The Basics of Seed Saving

Take greater control over your food sources—and save some money—by learning to preserve your own garden seeds.


| September/October 2013


Saving seeds is like putting money in the bank. It’s a great project for kids, it’s challenging, and it opens your eyes to the inner poetry of nature. Best of all, saving your own seeds is one sure way to regain control of your family’s source of food.

We now know that since the 1950s, commercially raised fruits and vegetables have declined dramatically in nutritional value. Lingering ills of pesticides and the chemicals used to prolong their shelf life are also concerns with commercially raised food. Growing your own food is also a lot cheaper. Since the economic crash a few years ago, these concerns have come together to spawn a huge shift in home gardening—a real return to basics.

Beginners can be bombarded with the vast amounts of contradictory gardening information floating around on the Internet. Speaking from some 50 years of experience, I can say that there is no better way to learn seed saving than finding a mentor who can walk you through the complexities of saving your own seed. Firsthand experience cannot be replaced by books. But even if you don’t have a mentor, keen observation and a little dose of patience are two reliable tools you can count on when starting out. Without a doubt, it is important to start your learning curve with the highest quality seeds possible because you want to cultivate healthy plants that represent the best of their type.

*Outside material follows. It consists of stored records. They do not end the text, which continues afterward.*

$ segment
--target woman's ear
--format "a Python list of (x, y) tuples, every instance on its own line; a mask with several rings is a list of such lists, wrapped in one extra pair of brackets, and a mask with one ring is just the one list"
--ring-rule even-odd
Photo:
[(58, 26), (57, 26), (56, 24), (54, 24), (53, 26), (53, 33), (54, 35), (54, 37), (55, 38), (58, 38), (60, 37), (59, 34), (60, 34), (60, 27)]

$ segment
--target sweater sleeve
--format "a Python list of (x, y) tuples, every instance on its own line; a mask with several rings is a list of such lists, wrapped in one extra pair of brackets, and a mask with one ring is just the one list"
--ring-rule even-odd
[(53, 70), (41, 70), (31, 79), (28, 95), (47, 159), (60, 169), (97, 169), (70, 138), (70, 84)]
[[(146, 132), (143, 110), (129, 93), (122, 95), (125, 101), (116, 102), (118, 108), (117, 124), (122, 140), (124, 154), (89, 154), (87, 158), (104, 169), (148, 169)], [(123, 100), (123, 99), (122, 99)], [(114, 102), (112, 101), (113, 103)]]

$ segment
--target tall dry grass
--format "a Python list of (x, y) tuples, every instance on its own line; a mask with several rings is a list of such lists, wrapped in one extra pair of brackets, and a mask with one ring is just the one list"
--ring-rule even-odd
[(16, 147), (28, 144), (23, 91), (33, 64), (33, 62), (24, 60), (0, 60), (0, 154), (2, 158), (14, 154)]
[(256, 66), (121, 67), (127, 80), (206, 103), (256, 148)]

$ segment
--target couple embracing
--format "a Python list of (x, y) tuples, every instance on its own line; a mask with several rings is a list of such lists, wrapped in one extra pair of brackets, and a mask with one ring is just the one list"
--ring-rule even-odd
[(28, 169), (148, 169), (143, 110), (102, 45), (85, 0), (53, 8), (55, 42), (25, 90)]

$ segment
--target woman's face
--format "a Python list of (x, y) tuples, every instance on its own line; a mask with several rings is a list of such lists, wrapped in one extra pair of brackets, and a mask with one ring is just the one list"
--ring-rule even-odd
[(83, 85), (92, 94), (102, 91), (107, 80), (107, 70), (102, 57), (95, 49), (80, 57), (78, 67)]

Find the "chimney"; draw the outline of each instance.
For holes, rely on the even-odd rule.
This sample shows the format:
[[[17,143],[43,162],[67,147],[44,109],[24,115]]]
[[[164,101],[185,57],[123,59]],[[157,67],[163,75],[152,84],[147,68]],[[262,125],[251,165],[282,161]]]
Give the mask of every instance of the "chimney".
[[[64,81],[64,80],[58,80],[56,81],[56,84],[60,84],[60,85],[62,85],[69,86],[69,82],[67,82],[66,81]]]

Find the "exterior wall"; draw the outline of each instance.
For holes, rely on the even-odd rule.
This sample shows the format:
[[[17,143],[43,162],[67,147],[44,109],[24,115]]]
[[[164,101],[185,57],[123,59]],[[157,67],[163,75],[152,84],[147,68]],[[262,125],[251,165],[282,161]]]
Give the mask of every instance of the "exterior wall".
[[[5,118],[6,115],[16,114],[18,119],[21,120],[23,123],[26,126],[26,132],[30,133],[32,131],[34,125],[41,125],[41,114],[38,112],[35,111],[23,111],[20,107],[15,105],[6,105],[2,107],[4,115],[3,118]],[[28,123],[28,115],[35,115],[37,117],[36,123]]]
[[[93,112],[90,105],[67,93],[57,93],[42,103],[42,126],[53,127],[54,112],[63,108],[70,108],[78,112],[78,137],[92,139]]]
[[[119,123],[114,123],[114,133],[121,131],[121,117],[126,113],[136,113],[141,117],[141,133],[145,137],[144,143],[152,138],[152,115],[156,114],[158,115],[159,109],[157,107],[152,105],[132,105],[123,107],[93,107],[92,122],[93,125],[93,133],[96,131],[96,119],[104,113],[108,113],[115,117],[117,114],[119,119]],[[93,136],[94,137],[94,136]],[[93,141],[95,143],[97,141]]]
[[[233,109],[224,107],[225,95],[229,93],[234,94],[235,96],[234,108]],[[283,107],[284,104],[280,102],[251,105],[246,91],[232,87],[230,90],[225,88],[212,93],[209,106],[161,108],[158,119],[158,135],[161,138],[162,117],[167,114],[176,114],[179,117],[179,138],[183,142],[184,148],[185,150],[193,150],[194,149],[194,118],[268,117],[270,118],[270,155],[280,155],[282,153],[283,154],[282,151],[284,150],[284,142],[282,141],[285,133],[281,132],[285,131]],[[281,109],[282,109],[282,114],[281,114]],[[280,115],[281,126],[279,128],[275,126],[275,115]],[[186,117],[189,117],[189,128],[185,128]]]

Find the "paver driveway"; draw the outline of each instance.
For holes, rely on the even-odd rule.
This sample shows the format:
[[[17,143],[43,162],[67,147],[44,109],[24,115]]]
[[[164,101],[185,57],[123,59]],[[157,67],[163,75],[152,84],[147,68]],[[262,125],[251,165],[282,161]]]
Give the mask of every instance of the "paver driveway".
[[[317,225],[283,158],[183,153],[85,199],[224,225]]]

These “best” traits are passed down through the seeds.

Choosing Plants for Seed Saving

The old-time art of seed saving and careful seed selection has mostly gone the way of quill pens, a sad commentary on the state of American agriculture and the craftsmanship that once made us leaders in this field. However, because the number of businesses selling quality seeds has declined for a variety of reasons, many people have turned to saving their own seeds. Before you join the new crop of seed savers, you need to know that all seeds are not equal. There are three kinds of seeds today—and some come with built-in issues that work against seed saving.



GM seeds, or genetically modified seeds, are seeds that have been created under artificial conditions to meet a specific list of criteria, usually resistance to a package of pesticides and herbicides sold with them. The home gardener is not likely to come across this type of seed because at the moment GM seed is mostly confined to large-scale commercial agriculture. GM seeds are also patented, which means you cannot legally reproduce it unless you pay the maker a royalty. Without belaboring the arguments pro or con about GM seeds, you should avoid buying any seeds that are patented. Most seed packets will state very clearly whether they contain patented material. (To read more about GM food, check out the article The Truth About GMOs.)

Another type of patented seeds are the F1 hybrids, crosses between different plant species. You cannot save seeds from hybrids because they will not grow true to type. Hybrids are common in seed catalogs everywhere and must be listed as such. After World War II, a few seed companies got the lucrative idea that F1 hybrids were better than traditional seeds and thus began to market them based on perceived benefits, primarily that the cross would have some special trait, such as wilt resistance. More importantly (to the companies marketing them), because you cannot save seeds from F1 hybrids, you have to keep buying new seed. F1 hybrids eventually lose their special traits, and companies must create new ones every few years to adjust for this decline. The seedless watermelon is a good example. It is a patented food because the seeds have been bred out, which is not natural, and the cross is not stable. Indeed, it will produce no viable seed. I call them “neutered fruit with neutered flavor.”